Does adding more ways to earn elite status make for a “simplified” program? Delta Air Lines and its SkyMiles members are about to find out. The carrier announced significant changes for its loyalty program this week, touching on the incredibly lucrative co-brand partnerships, and possibly skewing the loyalty landscape a bit beyond that.
In many ways Delta’s adjustments follow the template laid out by American Airlines and its Loyalty Points conversion. Spend now dominates the relationship more than ever, which is of little surprise. But the company will also remove a key lounge access benefit from one of its co-brand American Express cards, putting that multi-billion dollar relationship to the test.
SkyMiles Medallion qualification changes for 2025
Ultimately, money talks with the new SkyMiles Medallion qualification rules.
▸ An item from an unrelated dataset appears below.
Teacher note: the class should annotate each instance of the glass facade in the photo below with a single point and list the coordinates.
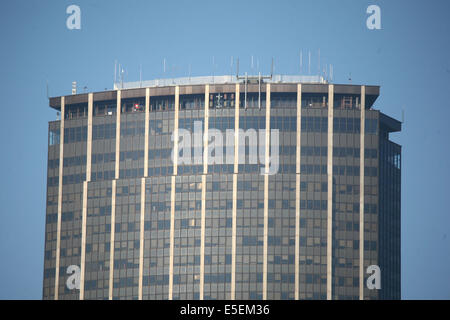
(188, 217)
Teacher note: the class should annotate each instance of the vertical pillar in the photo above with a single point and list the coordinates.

Medallion Qualifying Dollars (MQDs) are the only metric considered, and the number required is going up.
Moreover, the ability to skip the MQD minimums with Delta by spending more on a co-branded American Express card are shifting massively. Previously a $25,000 annual spend level was sufficient for Silver, Gold, or Platinum Medallion tiers. Now the program shifts to AmEx spend counting at $10 or $20 to 1 MQD, depending on which card is used. In the examples it shares Delta believes that the consumer spending $3,000 per month on a SkyMiles Credit Card (plus 8 r/t tickets priced at $500 and three hotel stays at $650 each) now probably belongs at the Silver Medallion level. Previously that level of credit card activity would qualify for the MQD exemption, allowing a passenger to qualify for Platinum Medallion, assuming 75,000 miles of flying through the year as well.
Loyalty on the “Travel Ribbon”
Delta will add MQD credit for hotels and rental cars booked through its portal, powered by Expedia. And the company plays up how much easier it will be to earn status with all that “other” travel spend now counting. After all, a couple hundred dollars per night here and there on hotel stays adds up in a hurry. And airlines have been talking for at least five years about capturing more of the “travel ribbon” beyond the flights. But after trying partnerships in various ways for many years this iteration appears more of a stick than a carrot.
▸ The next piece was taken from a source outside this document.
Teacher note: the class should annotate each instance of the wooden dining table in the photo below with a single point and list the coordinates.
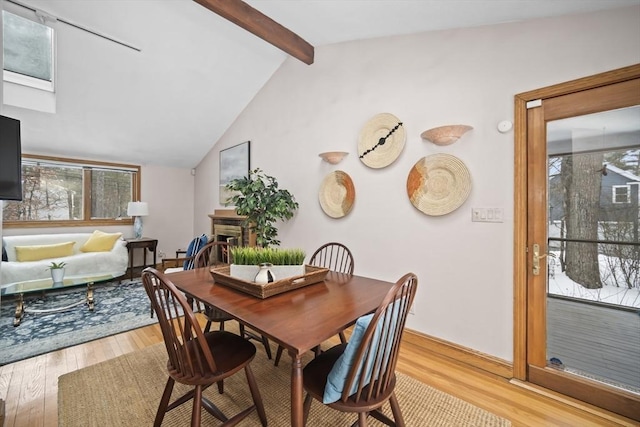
(299, 319)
Booking through a third party portal means foregoing (most of) the loyalty benefits that hotel and rental car programs offer. Will the business traveler who also now qualifies for hotel elite status be willing to give that up, shifting their booking to Delta/Expedia rather than a direct relationship with the hotel, often at a slightly discounted rate for loyalty program members?
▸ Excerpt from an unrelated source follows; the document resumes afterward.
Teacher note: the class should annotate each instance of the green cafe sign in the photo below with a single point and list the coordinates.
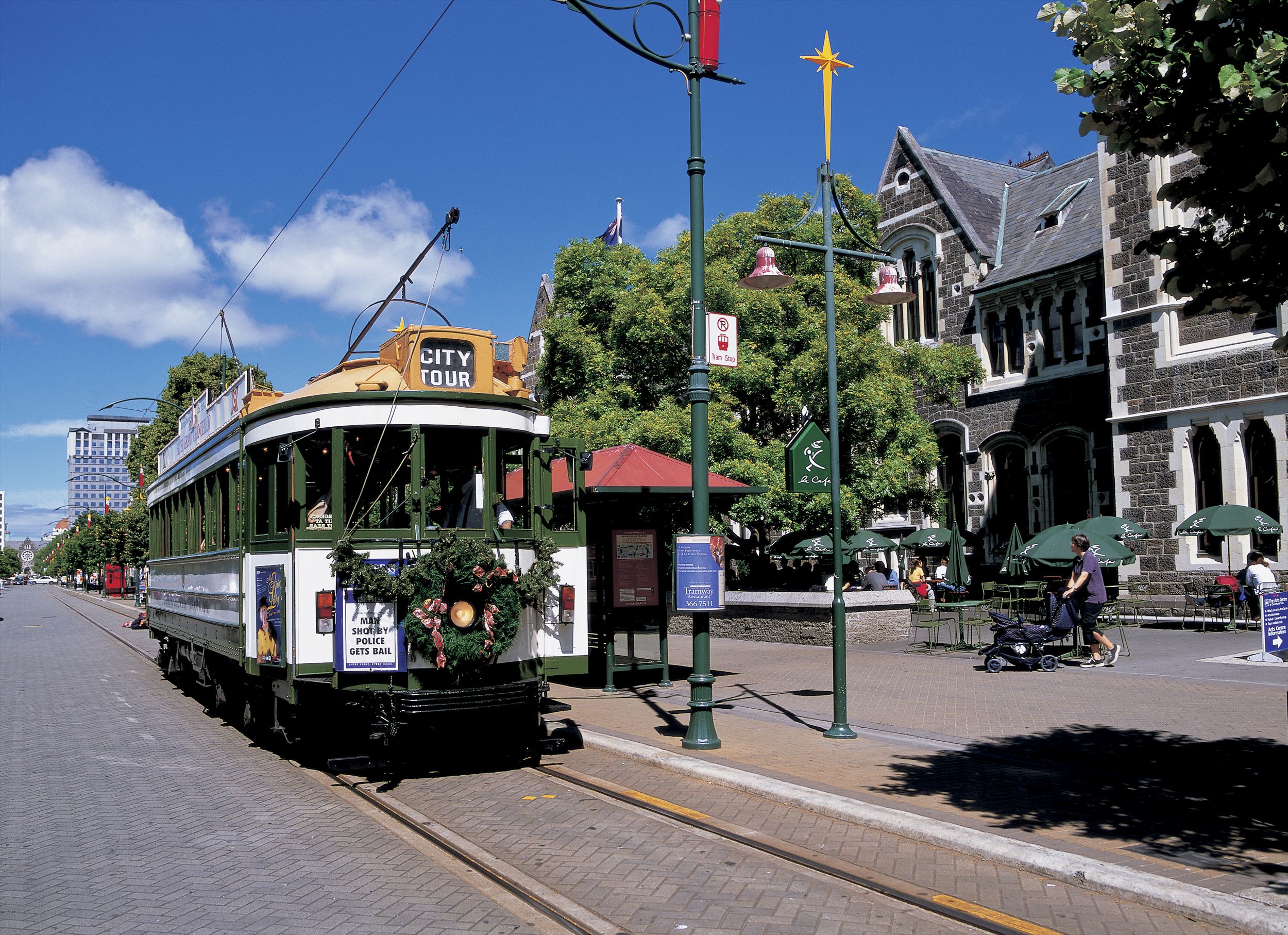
(809, 461)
Put another way, will consumers shift their loyalty to focus primarily on the airline, and pay more for that privilege?
SkyClub Access: Now with Elite Status, too
Tying elite status to spend can easily be construed as the continuation of a longstanding trend in the airline industry. Extending that to the SkyClub benefits of cobranded credit cards, however, is a very different sort of play.
Starting in 2025 the Delta Platinum AmEx cards (currently ~$250 annual fee) will no longer have any access to SkyClubs as a membership perk. And for Delta Reserve (~$550/year) cardholders access will be capped to 10 visits per year. To remove that cap a member must spend $75,000 on the card in a year. The non-Delta branded AmEx Platinum cards will also see visits capped at six per year, also with the option to uncap access via spending on the card.
Passengers on basic economy tickets will lose SkyClub access via the American Express card partnership as of 1 January 2024.
These changes will undoubtedly impact the co-brand portfolio. Some travelers are likely to cancel or downgrade their Delta Platinum AmEx cards now that lounge access in no longer included. Others may upgrade to the Reserve card. Still others may shift more spend to the Reserve card to make sure they can still access the lounges.
The Delta/AmEx partnership generated $5.5 billion for the airline in 2022. That’s a massive money train to put at risk. It seems the pair have agreed paring down access to premium services and actually delivering the benefits more consistently to a smaller set of consumers will ultimately deliver better returns. Or at least that they have to give that a try.